Of course, the first explanation is that, as mentioned, the tournament is in its very early stages. It doesn’t matter who wins at the start; it matters who wins at the end. But there may be more to the story than just the scoreline and standings. The truth is that all of the top teams, with the exception of Russia, do not have many big-name players they would normally have in the lineup, either at the Olympics or at the Worlds in a non-Olympic year. As a result, they might be more vulnerable.
No better example is there than the United States. While the country’s best 20 skaters are as good as any nation’s on any given day, there is a notable drop-off of talent thereafter. This exposes the potential dangers of their “greenhouse” program where the focus is on a small group of players which trains to become world class.
Finland also is missing several top players like Saku Koivu and Olli Jokinen. In fact, the team has but four NHLers in the lineup (the same number as the Czech Republic, actually). Of course, the team has plenty of talent outside the NHL, but to lose rather convincingly to Denmark is not the way a team wants to start the World Championship.
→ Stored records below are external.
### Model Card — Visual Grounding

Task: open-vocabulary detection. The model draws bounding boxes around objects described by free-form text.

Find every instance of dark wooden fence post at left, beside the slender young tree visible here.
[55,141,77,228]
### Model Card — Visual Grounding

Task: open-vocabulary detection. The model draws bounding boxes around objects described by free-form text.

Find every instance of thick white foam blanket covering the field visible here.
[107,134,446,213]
Having the star players on a team isn’t just about scoring goals and making big plays. It’s also about experience, leadership, and playing relaxed hockey under intense pressure. Canada may have a young team, for instance, and it may not be a gold-medal favourite, but it has three cornerstornes to build a winner with: captain Ryan Smyth, veteran Ray Whitney, and Olympic gold medalist Corey Perry.
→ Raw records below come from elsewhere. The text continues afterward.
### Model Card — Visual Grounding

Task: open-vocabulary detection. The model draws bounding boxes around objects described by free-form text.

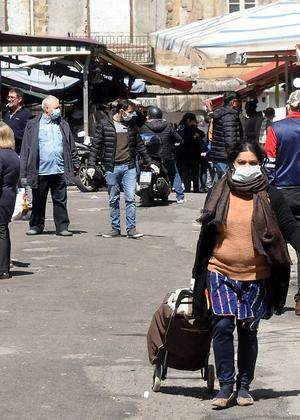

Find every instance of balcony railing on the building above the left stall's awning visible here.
[91,32,153,65]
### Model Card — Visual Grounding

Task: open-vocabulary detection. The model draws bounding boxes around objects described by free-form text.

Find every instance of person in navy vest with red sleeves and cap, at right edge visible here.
[265,90,300,315]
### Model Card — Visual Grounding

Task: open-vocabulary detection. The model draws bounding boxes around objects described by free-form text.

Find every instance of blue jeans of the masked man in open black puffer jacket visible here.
[105,164,136,232]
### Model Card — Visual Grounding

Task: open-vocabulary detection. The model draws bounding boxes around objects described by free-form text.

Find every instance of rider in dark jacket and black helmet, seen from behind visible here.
[140,106,184,204]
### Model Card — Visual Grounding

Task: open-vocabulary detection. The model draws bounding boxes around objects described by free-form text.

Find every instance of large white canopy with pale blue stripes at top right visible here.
[152,0,300,58]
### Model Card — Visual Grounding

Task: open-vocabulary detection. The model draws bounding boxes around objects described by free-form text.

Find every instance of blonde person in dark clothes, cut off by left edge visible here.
[0,122,20,279]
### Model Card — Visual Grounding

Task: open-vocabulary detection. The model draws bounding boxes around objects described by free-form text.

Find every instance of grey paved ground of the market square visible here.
[0,190,300,420]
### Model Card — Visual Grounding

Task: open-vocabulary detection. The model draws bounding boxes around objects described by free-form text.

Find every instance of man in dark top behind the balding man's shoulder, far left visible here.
[3,88,32,155]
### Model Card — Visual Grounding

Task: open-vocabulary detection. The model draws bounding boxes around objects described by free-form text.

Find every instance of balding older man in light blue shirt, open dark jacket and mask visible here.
[20,96,80,236]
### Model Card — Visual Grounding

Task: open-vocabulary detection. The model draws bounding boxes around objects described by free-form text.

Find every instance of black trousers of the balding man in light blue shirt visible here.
[29,174,70,232]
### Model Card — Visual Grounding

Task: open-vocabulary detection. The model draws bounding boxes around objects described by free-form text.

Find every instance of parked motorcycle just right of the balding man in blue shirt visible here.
[75,131,106,192]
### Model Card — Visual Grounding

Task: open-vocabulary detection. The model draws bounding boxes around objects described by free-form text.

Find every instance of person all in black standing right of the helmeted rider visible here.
[177,112,204,193]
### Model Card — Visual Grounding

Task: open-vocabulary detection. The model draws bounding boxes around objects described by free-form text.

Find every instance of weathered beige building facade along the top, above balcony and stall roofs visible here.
[0,0,276,36]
Of course, a team without stars can still do well if it has great goaltending, and that’s where Sweden might have an advantage. Goalie Jonas Gustavsson had a great tournament last year, and great play from him at the right time could mean the difference between a middling finish and a medal.
The teams that are never the favourites are also usually the teams that get the most dedication from their players. It seems Kim Staal has played for Denmark ever since the game came to that country. It also seems impossible that Latvia ever played without goalie Edgars Masalskis in the lineup. It’s equally shocking that Mark Streit said no to La Suisse this year. He had played every year since 1998 with one exception (2008).
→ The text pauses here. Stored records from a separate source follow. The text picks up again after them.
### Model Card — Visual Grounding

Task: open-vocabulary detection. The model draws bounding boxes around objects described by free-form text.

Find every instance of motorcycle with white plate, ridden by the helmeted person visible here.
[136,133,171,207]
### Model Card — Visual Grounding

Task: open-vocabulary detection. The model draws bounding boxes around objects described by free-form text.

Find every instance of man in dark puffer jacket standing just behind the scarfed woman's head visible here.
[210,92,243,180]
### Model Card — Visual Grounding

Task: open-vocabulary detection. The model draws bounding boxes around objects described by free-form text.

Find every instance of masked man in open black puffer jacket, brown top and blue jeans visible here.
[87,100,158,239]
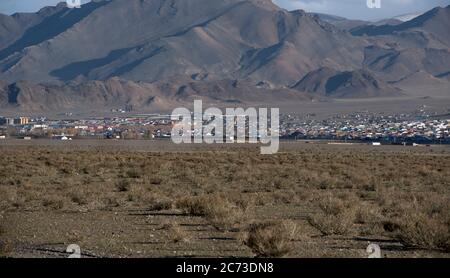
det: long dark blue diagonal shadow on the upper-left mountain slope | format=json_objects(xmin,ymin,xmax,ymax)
[{"xmin": 0, "ymin": 1, "xmax": 108, "ymax": 60}]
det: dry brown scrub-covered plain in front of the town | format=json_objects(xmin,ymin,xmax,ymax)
[{"xmin": 0, "ymin": 140, "xmax": 450, "ymax": 257}]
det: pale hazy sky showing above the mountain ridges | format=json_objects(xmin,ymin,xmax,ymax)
[{"xmin": 0, "ymin": 0, "xmax": 450, "ymax": 20}]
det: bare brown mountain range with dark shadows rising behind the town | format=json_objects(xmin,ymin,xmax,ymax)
[{"xmin": 0, "ymin": 0, "xmax": 450, "ymax": 112}]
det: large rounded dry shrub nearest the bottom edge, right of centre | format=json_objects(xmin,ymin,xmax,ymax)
[{"xmin": 243, "ymin": 221, "xmax": 297, "ymax": 257}]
So although the top teams may be lacking in star power, they don’t feel the effects as much as the teams out of the “Big Seven.” Canada and Sweden can survive without, say, Sidney Crosby and Nicklas Lidstrom, but could Belarus have a chance without Andrei Mezin or Ruslan Salei?
But back to Group D. The results of the first two games means that one of the favoured teams might be shockingly placed in the Relegation Round in short order if it doesn’t win the next game. It also means that the Finland-United States game on May 12 might be life and death for one of those teams.
Swiss goalie Martin Gerber doesn’t see the World Championship order being upset too much, though. “It’s a long tournament and it’s always the first game that’s the toughest to play, especially if you don’t score right away,” he observed. “I think the top teams will still be very competitive.”
His teammate, Roman Josi, agreed. “The best teams still have world class players. They can have their second or third team and still be a great team.”